According to a Forbes article, while the minimum FHA credit score requirement remains unchanged, most lenders now require a score of at least 680 for a home buyer to qualify. With many people losing their jobs during the crisis, the risk of foreclosures is also higher making lenders wary of people with less than excellent credit scores. This makes this primary advantage not exactly beneficial in the current situation.

Lower Down Payment

A conventional loan typically requires a down payment of 20%. If you do not have this cash upfront, it will be impossible for you to buy a house using a conventional loan. On the other hand, if you get an FHA home loan, the down payment required can be as low as 3.5% as long as your credit score is 580 or above. If your credit score is from 500 to 579, the down payment has to be 10% but that is still way lower than the down payment required when getting a conventional loan. 

More Forgiving Debt-to-income Ratio

Debt-to-income ratio refers to all your monthly debt payments divided by your gross monthly income before taxes and deductions. So if your monthly debts amount to $1,500 total and your monthly income is $5,000, your debt-to-income ratio is 30%.

With many conventional lenders, they require borrowers to have a debt-to-income ratio of 36% or lower before they lend you money. If you’re applying for an FHA loan, this debt-to-income ratio can be up to 43%.

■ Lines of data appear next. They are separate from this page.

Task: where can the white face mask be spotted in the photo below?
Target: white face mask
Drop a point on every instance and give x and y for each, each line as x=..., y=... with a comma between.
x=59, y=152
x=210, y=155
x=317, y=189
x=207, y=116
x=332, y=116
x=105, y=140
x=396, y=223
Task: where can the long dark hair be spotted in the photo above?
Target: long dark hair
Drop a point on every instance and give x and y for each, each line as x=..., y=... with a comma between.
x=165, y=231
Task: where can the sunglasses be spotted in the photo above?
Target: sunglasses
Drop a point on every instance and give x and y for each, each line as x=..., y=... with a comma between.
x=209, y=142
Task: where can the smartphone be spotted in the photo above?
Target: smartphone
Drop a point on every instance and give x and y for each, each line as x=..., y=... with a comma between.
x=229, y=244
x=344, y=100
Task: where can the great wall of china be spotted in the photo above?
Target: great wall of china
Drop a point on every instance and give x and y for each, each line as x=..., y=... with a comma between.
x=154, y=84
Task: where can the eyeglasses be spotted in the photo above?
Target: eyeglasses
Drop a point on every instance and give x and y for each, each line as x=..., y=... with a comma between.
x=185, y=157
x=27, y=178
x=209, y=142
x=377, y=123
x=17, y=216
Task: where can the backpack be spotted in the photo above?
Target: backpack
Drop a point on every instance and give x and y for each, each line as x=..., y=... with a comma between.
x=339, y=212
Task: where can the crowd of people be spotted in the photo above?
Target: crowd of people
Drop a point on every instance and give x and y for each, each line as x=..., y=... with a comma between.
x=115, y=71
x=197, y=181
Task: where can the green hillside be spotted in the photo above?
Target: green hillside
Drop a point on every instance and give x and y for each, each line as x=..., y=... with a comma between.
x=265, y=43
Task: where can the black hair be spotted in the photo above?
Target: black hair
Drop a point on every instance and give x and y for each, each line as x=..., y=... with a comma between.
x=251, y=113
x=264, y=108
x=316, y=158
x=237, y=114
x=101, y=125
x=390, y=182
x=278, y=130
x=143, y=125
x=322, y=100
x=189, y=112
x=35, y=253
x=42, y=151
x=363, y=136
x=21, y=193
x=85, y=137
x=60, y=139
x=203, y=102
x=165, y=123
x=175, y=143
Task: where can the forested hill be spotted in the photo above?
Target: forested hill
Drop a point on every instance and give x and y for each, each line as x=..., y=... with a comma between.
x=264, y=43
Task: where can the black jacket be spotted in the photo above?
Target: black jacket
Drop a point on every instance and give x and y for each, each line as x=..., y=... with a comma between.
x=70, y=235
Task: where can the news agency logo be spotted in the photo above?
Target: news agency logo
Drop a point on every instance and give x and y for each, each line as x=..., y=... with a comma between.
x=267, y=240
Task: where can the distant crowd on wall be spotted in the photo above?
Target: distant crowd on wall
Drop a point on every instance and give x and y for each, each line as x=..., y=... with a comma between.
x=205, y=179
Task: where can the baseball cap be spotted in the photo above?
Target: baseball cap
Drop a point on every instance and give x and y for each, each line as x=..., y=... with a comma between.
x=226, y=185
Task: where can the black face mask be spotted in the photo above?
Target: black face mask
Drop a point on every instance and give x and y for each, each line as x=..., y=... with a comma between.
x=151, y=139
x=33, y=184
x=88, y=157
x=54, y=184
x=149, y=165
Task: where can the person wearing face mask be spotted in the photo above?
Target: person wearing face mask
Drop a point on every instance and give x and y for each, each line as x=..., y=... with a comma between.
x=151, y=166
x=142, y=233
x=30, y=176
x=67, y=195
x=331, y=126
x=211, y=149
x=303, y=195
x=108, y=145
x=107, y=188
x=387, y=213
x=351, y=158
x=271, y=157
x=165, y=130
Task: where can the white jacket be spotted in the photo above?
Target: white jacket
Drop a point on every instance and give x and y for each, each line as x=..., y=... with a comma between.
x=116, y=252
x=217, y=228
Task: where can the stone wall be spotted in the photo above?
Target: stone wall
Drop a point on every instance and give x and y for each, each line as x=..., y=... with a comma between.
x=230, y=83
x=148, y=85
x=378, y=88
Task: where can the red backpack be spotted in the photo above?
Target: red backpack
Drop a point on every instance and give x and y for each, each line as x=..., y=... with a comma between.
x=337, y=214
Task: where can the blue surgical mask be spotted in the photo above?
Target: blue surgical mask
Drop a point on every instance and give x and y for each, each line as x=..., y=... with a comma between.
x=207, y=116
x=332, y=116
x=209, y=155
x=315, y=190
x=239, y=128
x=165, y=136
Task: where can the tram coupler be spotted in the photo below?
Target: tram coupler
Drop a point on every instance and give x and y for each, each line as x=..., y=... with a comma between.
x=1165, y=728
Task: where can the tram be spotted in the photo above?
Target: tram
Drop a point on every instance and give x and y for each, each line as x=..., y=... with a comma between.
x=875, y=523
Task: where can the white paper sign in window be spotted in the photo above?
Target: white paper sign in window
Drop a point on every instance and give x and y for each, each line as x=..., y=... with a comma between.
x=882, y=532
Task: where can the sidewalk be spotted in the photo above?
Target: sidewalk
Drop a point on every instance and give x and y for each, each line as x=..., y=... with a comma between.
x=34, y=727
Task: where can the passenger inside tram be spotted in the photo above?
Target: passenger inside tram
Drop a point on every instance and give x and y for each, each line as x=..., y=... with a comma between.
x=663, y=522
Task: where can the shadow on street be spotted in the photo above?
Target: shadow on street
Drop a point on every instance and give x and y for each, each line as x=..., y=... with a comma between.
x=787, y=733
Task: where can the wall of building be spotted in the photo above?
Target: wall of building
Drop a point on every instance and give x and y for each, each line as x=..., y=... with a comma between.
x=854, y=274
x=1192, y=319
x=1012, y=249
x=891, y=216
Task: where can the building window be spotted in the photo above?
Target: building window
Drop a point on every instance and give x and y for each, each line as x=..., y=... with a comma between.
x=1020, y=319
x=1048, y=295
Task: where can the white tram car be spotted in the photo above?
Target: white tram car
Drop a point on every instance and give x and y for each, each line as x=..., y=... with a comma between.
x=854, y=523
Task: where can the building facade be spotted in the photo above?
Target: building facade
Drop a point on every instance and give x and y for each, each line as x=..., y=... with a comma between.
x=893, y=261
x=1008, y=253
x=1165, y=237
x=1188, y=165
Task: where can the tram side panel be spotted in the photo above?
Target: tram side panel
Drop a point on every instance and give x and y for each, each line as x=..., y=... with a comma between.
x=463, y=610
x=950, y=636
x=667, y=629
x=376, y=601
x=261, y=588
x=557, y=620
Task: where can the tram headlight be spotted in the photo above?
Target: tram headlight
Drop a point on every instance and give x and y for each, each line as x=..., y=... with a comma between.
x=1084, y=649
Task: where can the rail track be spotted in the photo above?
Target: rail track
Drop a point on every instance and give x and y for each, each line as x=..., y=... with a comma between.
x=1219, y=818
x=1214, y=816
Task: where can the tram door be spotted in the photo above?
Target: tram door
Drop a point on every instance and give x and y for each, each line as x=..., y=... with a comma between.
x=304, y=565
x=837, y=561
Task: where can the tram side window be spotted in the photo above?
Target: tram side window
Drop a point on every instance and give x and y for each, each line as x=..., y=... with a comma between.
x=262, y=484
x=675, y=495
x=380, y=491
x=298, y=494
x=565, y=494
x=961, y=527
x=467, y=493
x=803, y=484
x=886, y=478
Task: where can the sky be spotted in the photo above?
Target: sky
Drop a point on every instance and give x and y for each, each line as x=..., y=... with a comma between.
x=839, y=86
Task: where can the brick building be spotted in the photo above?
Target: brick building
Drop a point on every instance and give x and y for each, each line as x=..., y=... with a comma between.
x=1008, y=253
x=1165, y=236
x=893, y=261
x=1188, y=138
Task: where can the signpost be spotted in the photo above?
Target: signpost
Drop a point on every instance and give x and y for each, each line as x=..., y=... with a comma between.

The Down Payment May Be Gifted 100%

Saving up for the down payment of a house is usually the roadblock for many first-time home buyers and low-income families. The good news is that with an FHA loan, it is allowed for this down payment to be gifted 100% as long as the person awarding the gift is not expecting you to pay the money back. Typically, 100% gifting of the down payment is often not allowed in conventional loans.

FHA Loans Are Assumable

If you are planning to sell your house, the buyer has the option to assume the loan at the same interest rates. This could help you sell the house faster especially if your FHA interest rates are much lower than current market prices.

Is an FHA Loan Right for Me?

After learning about the upsides and downsides of an FHA home loan, you might still be confused about whether you should apply for one or not. When do the advantages outweigh the disadvantages of an FHA loan? Is it still a good decision to pursue this type of loan?

For some people, an FHA loan could be their only option at the moment. If you fall under one or more of the following categories, getting an FHA home loan could benefit you.

  • Your conventional loan application was already disapproved.
  • Your credit score is below 600.
  • You filed for bankruptcy previously. As long as the discharge date of the bankruptcy is 2 years or more, you can apply for an FHA mortgage.
  • You can only pay a small down payment amount.
  • Your parents or family members want to gift you your home down payment.
  • There are a lot of available real estate options in the area where you are looking to buy, meaning the market is not very competitive.
  • The house you are buying costs less than $300,000.
  • You don’t mind going through the property appraisal process of the HUD.

On the other hand, if you have a decent credit score of above 620, it might be better to look for a conventional loan with more favorable interest rates. If the down payment is your concern, it might be better to wait for a few months and save up. This will allow you to avoid paying mortgage insurance premiums and also give you more muscle when bidding for a home you want.